Data ini pun menimbulkan pertanyaan di seluruh masyarakat, benarkah bumi berputar cepat sehingga hari pun berlalu dengan cepat?

Pada 1,4 miliar tahun yang lalu, bumi memiliki 19 jam untuk mengubah hari. Oleh karena itu, bumi sekarang seharusnya memiliki waktu yang lebih lama sekitar satu 74.000 detik setiap tahun. Namun, bukannya bertambah panjang, bumi berputar lebih cepat.

Untuk fenomena alam ini, International Telecommunication Union yang merupakan badan Perserikatan Bangsa-Bangsa beberapa kali menambahkan detik kabisat.

Hal ini sudah dilakukan sejak 1972, dan berlangsung hingga Juni-Desember 2016. Peluang penambahan detik kabisat berikutnya bisa dilakukan pada Desember 2022.

Sedangkan fenomena bumi berputar lebih cepat atau rotasi bumi itu sendiri dipengaruhi oleh cairan inti bumi, antara lain; permukaannya adalah kumpulan benua, lautan yang membengkak dan gletser yang menghilang.

Selain itu, rotasi bumi juga dipengaruhi oleh selimut tebal gas yang bergetar dan berputar pada porosnya.

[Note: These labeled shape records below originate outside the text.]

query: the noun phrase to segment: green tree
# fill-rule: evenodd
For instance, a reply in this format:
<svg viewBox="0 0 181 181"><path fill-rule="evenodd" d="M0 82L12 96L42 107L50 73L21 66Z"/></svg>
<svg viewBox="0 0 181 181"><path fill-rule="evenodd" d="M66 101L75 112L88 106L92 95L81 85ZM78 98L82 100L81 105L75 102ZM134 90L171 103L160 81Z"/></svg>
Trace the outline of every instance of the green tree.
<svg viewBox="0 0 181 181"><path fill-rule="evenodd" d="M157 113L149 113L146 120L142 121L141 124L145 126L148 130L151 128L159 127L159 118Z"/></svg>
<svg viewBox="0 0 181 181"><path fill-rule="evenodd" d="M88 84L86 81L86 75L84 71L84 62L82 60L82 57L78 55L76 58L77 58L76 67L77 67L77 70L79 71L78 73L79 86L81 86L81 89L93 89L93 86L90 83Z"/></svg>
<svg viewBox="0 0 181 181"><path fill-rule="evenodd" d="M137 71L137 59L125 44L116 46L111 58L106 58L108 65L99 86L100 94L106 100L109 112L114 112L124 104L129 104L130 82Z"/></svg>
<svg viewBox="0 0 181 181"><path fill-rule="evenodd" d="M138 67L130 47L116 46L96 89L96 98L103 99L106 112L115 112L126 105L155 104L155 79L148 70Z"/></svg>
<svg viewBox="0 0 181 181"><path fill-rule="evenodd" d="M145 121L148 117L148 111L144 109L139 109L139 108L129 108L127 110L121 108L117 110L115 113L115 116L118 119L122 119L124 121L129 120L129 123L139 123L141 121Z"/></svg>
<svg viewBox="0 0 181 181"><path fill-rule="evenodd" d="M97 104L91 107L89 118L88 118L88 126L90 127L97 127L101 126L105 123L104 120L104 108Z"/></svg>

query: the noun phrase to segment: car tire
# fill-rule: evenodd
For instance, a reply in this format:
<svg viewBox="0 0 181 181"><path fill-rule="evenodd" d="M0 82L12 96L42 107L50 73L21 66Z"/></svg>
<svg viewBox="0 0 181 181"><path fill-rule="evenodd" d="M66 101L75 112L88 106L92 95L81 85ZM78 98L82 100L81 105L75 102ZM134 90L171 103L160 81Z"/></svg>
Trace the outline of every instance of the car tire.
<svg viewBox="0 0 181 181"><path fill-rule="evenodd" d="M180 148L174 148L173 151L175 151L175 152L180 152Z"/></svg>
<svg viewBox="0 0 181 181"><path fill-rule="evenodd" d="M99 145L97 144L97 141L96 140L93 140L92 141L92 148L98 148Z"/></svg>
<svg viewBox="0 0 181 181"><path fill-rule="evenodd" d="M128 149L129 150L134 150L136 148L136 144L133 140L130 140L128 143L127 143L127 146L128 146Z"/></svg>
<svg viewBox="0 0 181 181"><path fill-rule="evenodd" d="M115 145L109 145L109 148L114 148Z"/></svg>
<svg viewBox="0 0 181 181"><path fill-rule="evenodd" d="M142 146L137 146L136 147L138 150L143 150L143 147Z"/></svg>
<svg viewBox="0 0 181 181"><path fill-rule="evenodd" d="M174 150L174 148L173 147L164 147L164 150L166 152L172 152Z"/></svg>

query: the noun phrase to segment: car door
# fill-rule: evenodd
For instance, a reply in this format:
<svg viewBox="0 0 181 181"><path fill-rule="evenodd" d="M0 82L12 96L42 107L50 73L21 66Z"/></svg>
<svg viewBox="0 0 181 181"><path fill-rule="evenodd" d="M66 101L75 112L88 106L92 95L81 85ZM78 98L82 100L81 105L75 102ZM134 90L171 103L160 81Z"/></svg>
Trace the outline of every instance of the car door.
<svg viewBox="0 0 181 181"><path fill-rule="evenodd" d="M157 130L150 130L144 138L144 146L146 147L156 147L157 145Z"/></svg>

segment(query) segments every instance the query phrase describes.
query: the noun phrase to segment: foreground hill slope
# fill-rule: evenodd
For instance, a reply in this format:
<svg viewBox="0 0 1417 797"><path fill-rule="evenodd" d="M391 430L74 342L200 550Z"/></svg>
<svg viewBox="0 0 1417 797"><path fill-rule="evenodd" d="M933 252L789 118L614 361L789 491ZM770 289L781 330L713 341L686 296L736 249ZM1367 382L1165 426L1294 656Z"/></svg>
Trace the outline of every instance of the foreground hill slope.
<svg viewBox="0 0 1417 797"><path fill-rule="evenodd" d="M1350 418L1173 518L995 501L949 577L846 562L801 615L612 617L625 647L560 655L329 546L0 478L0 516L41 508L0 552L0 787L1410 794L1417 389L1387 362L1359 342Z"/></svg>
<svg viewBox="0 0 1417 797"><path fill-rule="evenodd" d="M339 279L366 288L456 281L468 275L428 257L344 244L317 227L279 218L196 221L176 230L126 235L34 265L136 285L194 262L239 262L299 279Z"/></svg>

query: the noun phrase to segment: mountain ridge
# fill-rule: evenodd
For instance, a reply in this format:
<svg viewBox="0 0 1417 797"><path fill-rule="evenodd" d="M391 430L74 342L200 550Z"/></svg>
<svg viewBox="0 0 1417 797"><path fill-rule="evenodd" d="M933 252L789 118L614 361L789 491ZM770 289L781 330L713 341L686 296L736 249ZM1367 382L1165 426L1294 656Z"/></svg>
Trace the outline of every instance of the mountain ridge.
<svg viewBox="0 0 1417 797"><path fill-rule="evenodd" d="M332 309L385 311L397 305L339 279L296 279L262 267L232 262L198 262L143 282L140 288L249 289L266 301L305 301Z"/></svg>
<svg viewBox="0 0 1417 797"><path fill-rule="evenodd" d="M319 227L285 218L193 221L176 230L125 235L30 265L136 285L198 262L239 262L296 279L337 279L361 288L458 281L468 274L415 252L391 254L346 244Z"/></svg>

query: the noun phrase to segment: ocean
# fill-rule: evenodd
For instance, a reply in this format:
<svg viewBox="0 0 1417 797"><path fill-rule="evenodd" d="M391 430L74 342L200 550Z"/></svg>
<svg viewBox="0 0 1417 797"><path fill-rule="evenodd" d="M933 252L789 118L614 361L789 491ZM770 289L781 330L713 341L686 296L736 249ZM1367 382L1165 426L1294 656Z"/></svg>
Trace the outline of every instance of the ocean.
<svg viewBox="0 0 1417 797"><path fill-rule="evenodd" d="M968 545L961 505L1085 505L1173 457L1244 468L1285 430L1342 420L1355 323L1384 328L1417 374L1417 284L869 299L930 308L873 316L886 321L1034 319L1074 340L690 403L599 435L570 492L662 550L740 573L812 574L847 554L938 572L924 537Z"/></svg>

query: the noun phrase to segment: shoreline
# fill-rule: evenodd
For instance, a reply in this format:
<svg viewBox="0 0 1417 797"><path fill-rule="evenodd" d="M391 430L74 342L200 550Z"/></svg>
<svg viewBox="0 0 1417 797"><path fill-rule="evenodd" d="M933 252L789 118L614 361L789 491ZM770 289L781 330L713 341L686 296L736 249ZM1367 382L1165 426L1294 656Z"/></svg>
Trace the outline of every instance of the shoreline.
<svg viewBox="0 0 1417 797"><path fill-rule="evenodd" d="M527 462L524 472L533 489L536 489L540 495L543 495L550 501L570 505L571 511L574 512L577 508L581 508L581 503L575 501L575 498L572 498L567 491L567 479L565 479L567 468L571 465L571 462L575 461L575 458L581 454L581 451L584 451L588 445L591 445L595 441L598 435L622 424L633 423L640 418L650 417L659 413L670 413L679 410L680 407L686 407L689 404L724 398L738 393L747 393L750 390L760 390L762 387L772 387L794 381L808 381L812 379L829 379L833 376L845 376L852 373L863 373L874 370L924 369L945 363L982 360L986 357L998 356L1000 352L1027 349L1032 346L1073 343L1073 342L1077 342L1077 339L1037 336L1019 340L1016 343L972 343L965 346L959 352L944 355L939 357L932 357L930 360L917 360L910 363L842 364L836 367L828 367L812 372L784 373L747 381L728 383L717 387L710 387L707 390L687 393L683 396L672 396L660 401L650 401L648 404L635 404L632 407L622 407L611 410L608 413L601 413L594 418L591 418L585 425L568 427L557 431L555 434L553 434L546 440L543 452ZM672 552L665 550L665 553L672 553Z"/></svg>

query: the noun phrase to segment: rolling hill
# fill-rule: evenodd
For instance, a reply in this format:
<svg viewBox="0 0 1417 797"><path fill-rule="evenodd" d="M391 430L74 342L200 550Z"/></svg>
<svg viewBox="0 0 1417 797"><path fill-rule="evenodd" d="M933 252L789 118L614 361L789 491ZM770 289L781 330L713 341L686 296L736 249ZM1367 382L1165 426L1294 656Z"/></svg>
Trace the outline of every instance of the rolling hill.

Tidak berhenti sampai di situ, perputaran bumi yang berputar lebih cepat juga dipengaruhi oleh munculnya angin El Nino.

Dengan kata lain, apapun yang menggerakkan massa menuju pusat bumi akan mempercepat rotasi planet.

Sebagai informasi, panjang hari adalah selisih waktu yang dibutuhkan bumi untuk berputar satu kali pada porosnya yang membutuhkan waktu 86.400 detik atau 24 jam.

Dengan bertambahnya panjang hari, bumi berputar lebih lambat. Sebaliknya, ketika panjang hari berkurang dan menjadi angka negatif, bumi berputar lebih cepat.